We haven’t had any results from AstraZeneca (LSE: AZN) (NYSE: AZN.US) since the failed takeover bid to see how things are going, but there will be many eyes, including Pfizer‘s no doubt, focused on first-half figures when we get them on Thursday 31 July.
The City is still forecasting a 15% drop in earnings per share (EPS) for the full year to December, but AstraZeneca has given us tantalising hints that a return to profit growth might actually happen before 2016 as many observers expect.
No surprises
At year-end 2013, the company did say that “Core EPS for 2014 is expected to decline in the teens at CER“, and that fits in with predictions, but we also heard that it “expects revenues in 2017 will be broadly in line with 2013“. That would amount to a healthy reversal after 2013 ended with a 6% fall in revenue to $25.7bn and a 23% drop in core EPS.

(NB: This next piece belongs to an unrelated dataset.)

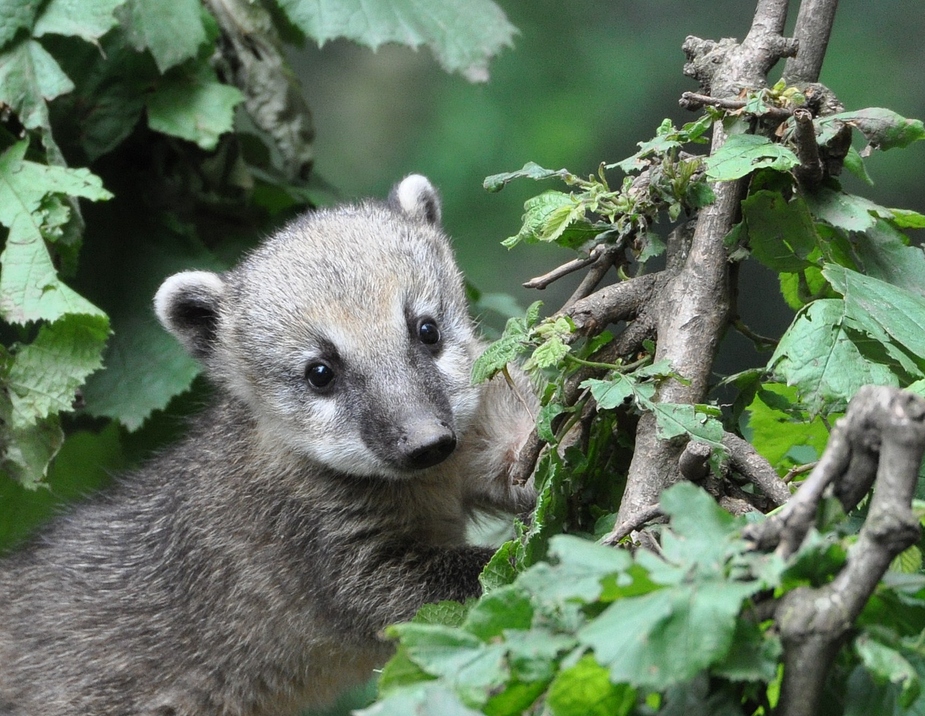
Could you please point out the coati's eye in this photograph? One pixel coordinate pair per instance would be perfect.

Revenues are down largely due to recent loss of some patent protections and increased competition from generic drugs, so a renewed development pipeline is clearly the priority right now — as it has been since Pascal Soriot took over the top job.
Pipeline progress
And it appears to be bearing fruit, as the firm’s first-quarter update released in April told us of “significant progress made towards achieving scientific leadership in core therapeutic areas“.

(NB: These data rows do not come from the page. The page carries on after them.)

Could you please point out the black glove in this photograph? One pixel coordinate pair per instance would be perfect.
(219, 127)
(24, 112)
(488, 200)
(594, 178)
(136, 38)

The company says it is making impressively good progress with a large number of things with very strange names, including the start of Phase III trials for cancer drug Olaparib and arthritis treatment Brodalumab. And four other programmes are advancing to Phase III.

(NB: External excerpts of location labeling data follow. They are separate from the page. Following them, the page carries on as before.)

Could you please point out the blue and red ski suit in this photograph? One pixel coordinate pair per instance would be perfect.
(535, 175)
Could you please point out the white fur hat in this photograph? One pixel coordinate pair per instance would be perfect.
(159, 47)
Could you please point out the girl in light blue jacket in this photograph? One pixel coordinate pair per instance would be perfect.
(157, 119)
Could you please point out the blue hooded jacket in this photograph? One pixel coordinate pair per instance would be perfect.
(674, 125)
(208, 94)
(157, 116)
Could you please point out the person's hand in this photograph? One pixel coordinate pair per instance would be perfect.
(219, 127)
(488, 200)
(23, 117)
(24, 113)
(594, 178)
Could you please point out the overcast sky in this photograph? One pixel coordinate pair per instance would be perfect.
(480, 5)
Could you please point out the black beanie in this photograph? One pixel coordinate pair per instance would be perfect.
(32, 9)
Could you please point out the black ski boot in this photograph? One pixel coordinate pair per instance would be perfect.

With revenue for the quarter actually up 3% at constant exchange rates, Mr Soriot said that “revenue growth reflects the increasing contribution from the five growth platforms that showed strong performance“.
Tricky valuation
Looking at AstraZeneca’s share price, it’s clearly still buoyed by the Pfizer effect. It soared and stayed close to the £50 level while a takeover was looking like a serious possibility, but since the attempt was called off the shares have not retreated to pre-bid levels. At £44.25 now, the price is still up 33% over 12 months and that puts the shares on a forward P/E of 17.5.
But long-term investors should be ignoring that and evaluating AstraZeneca on its own fundamental performance — and I’m optimistic about the forthcoming H1 update.